The current study is limited in its ability to assess potential confounders. Illness absence in working populations is a complex phenomenon including many factors. A potential confounding variable in this study is the possible effect of alcohol and drug abuse on the observed increase in absence among smokers. Further, the potential exists for educational level, socioeconomic status, and other factors (for example, diet, occupational factors) to confound the relation between smoking and morbidity, particularly that caused by injury where confounding involving low occupational status smokers being likely to perform more dangerous jobs is a consideration. However, these factors cannot be properly assessed in the present study.

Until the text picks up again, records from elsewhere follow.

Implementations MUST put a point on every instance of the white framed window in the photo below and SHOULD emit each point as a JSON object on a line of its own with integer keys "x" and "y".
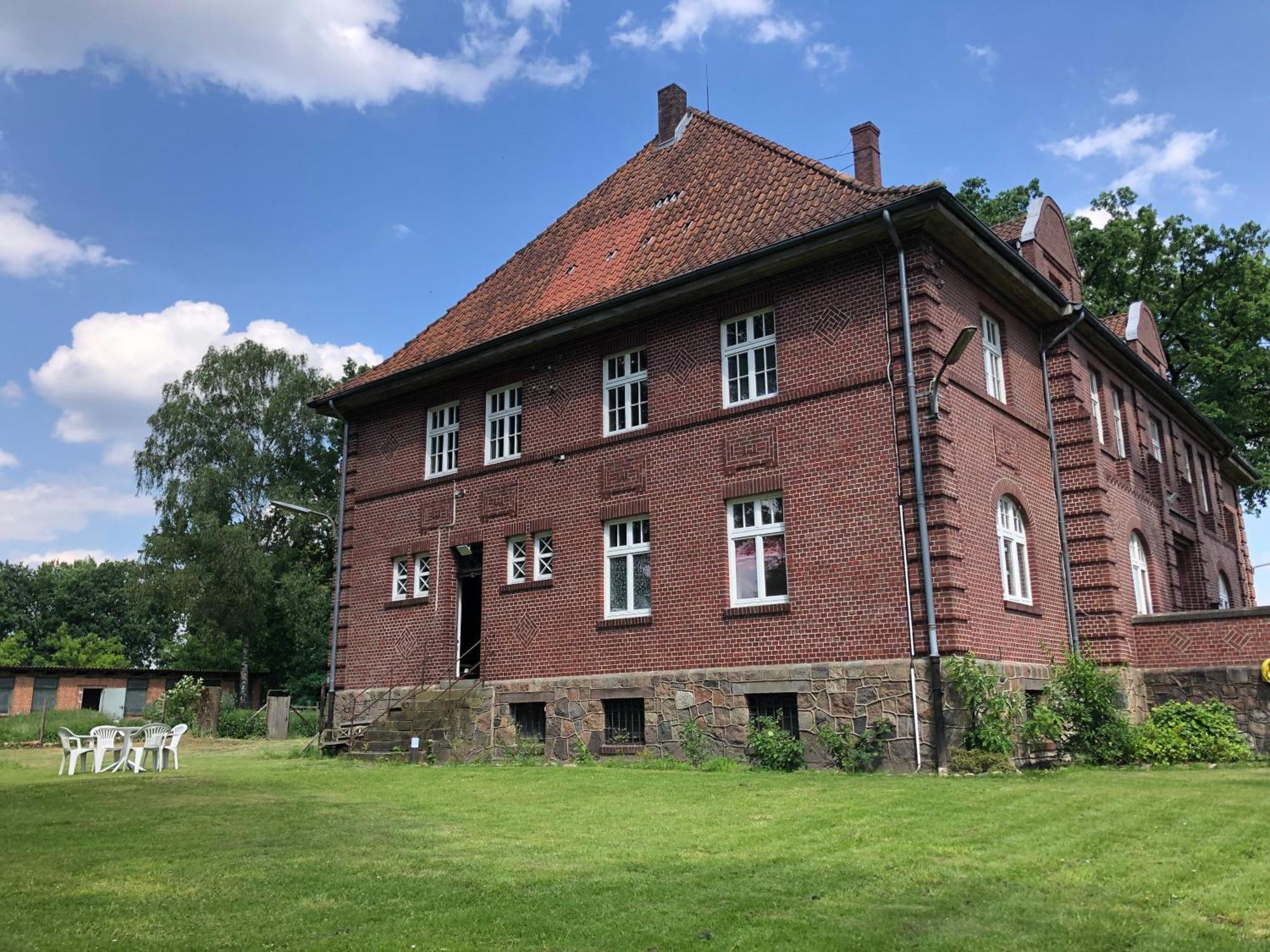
{"x": 994, "y": 365}
{"x": 1013, "y": 549}
{"x": 749, "y": 357}
{"x": 544, "y": 555}
{"x": 515, "y": 560}
{"x": 628, "y": 569}
{"x": 401, "y": 578}
{"x": 756, "y": 540}
{"x": 1097, "y": 404}
{"x": 1141, "y": 574}
{"x": 625, "y": 392}
{"x": 422, "y": 574}
{"x": 504, "y": 425}
{"x": 1158, "y": 444}
{"x": 443, "y": 440}
{"x": 1118, "y": 421}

Medical evidence of the hazards of smoking has been widely reported since the 1960s but only limited studies have been conducted, particularly among Asian populations, on the loss of productivity due to smoking. The policy goal for the workplace should be to require entirely smoking free environments for the protection of non-smoking workers. The Labor Safety and Health Law in Taiwan requires employers to provide a clean air and carcinogen-free workplace. Associated implications to policy issues have been addressed elsewhere.28
The loss of productivity and costs associated with worker replacement due to smoking related premature mortality were not included in this paper. While reducing smoking will clearly lead to a reduction in premature mortality and increased productivity, these will not happen immediately. However, the sooner workplace smoking ban policies are introduced, the earlier employees and employers will reap their effects. Businesses in Taiwan today, in an effort to remain competitive, seek ways to contain costs and increase productivity. Establishing smoke-free workplaces is one important way of achieving this. We believe reducing smoking among working populations would be a cost effective way to increase national productivity.